Greatness is within Trump's reach
The State Department doesn't need so many diplomats if it redefines its mission to remove such cumbersome goals as "democracy promotion." Budget balancing becomes easier if you simply set projected annual growth at 3?percent rather than the 2?percent economists actually expect. And bankers can no longer be accused of favoring profits over a client's best interests when there is no requirement that they do otherwise.
If you think about it broadly, there is no problem Trump can't solve by redefinition.
Trump's promise to rebuild the nation's aging infrastructure, particularly bridges and airports (for one-third the regular price!), is not looking so good. But a simple redefinition could fix this. The American Society of Civil Engineers reports that the average American bridge is 43 years old. But if the Trump administration were to define "years" for infrastructure in Jupiter years rather than Earth years, those same bridges would only be 3.6 years old. Problem solved.

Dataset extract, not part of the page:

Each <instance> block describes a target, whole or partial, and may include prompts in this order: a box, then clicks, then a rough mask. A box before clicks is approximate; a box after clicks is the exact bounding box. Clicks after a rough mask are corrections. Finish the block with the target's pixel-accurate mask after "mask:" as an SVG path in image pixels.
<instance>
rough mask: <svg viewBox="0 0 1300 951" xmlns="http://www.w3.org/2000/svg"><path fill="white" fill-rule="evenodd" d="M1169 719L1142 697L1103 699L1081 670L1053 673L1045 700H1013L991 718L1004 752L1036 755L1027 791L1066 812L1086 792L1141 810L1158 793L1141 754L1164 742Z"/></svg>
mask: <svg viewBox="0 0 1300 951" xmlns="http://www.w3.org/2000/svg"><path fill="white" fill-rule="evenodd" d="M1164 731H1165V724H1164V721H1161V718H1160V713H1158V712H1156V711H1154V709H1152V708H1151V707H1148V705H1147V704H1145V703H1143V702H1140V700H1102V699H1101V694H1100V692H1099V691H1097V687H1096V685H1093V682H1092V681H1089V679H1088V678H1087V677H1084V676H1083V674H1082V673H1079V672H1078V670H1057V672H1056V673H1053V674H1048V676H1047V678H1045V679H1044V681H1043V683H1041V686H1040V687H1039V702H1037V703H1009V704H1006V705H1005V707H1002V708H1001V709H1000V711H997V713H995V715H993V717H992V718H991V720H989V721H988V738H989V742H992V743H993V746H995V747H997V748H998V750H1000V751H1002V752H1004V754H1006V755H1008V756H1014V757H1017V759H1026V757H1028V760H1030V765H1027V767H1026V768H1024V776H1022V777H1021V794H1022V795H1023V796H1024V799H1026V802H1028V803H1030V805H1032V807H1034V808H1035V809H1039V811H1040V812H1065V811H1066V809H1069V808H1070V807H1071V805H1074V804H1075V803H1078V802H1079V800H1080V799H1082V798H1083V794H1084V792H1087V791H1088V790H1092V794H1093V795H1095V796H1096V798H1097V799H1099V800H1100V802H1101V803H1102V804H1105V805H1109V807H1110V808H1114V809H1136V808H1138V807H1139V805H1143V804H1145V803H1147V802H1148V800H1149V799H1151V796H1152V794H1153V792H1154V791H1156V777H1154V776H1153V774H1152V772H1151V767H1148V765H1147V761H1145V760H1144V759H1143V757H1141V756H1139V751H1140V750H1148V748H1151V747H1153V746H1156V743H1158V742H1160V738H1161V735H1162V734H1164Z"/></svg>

Trump has pledged to deport 11?million people living illegally in the United States -- but it appears his administration is actually deporting fewer people than before. Here, a simple word change would do: Strike the word "illegally." About 15?million people in the United States self-deport each year (we come back when our vacation or business trip is over, but Trump can leave that part out). Goal met.
In a broader sense, Trump's "Make America Great Again" goal won't hold up well when his supporters realize that coal, steel and heavy manufacturing jobs aren't coming back. But what if he redefines greatness, not by the number of jobs but by the number of people who stand for the national anthem at football games?
Greatness is within reach -- if we define it down.